Photo Credit: Lauren J. Mapp
Amidst an endless sea of Italian restaurants in San Diego’s Little Italy district, an alternative to the traditional fare of the neighborhood lies in Indigo Grill’s American-inspired cuisine.
Located in Little Italy at 1536 India St., this Cohn Restaurant is run by restaurant industry veteran Chef Deborah Scott and features dishes that are varied in origin throughout the Americas. From Alaska to the Southwest, the result of the menu and décor is an eclectic mixture of themes and flavors.
Upon entering the restaurant, guests are welcomed by an indoor “tree,” wood floors, a stylish bar and an open view of the kitchen. Masks, glass, metal and brick details balance out the wood, giving the restaurant a feeling of culture.
Happy hour is Monday through Friday, from 5 p.m. to 6:30 p.m. – and it includes a selection of $4 beers, $5 glasses of wine and well drinks for $6, as well as a selection of happy hour bar appetizers.
Though the ginger mojito seems promising, it tips the scale toward being too sweet. The overabundance of sugar overpowers the flavor of the ginger and rum in the cocktail, making this a drink that deserves being skipped over.
Indigo Grill’s beet salad with orange segments, shaved fennel, beets, spinach, lime-caraway seed vinaigrette and cotija cheese offers both the wintery root vegetable elements with the sweetness of summer. The beets in this salad were overcooked, so a burnt undertone overrides the earthy notes.
If it comes down to the choice between a salad and an appetizer, the sweet corn tamale makes the decision an easy one to make. With braised chicken thigh, crispy chicken crackling and guajillo chili butter, the tamale is flavorful and moist with each bite, unlike many tamales that are only flavorful due to the filling in the center.
While Indigo Grill may not feature a traditional Italian dish, it isn’t totally devoid of the irresistible, carbohydrate-filled dish that stars in the daydreams of many dieters.

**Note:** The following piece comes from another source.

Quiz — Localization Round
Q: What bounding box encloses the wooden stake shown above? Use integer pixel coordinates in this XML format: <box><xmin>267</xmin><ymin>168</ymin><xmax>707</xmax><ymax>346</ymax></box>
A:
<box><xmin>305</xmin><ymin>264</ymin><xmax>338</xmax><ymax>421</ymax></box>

Grilled salmon, lightly coated in a teriyaki-like sauce, is served on an alder wood plank with thick squid ink pasta in a lightly spiced cream sauce. A pico di gallo-style, cucumber-dill salad – a mix of chopped cucumbers, bell peppers, onions and dill – completes this dish, adding a cooling element to the hot salmon and spicy pasta.
As probably one of the tallest plates that you can sink your teeth into in San Diego, the kaffir-lime duck will impress you with its extravagant plate presentation and complex flavor diversity.
Served with a goat cheese risotto cake that could end a friendship if you try to split it, the initial aw from plate presentation is blown out of the water with the flavor of the duck and its sides. A spinach salad with onion and bacon sprawls out in the corner, and a zucchini skewer complete the plate, giving you quite a serving of vegetables to nimble on between bites of the succulent duck.
For dessert, try Indigo Grill’s chocolate pistachio torte with raspberry sorbet. Though more accurately described as a frozen chocolate ganache with a layer of pistachio gelato, the flavor was good, but could have better featured the pistachio element a little more prominently.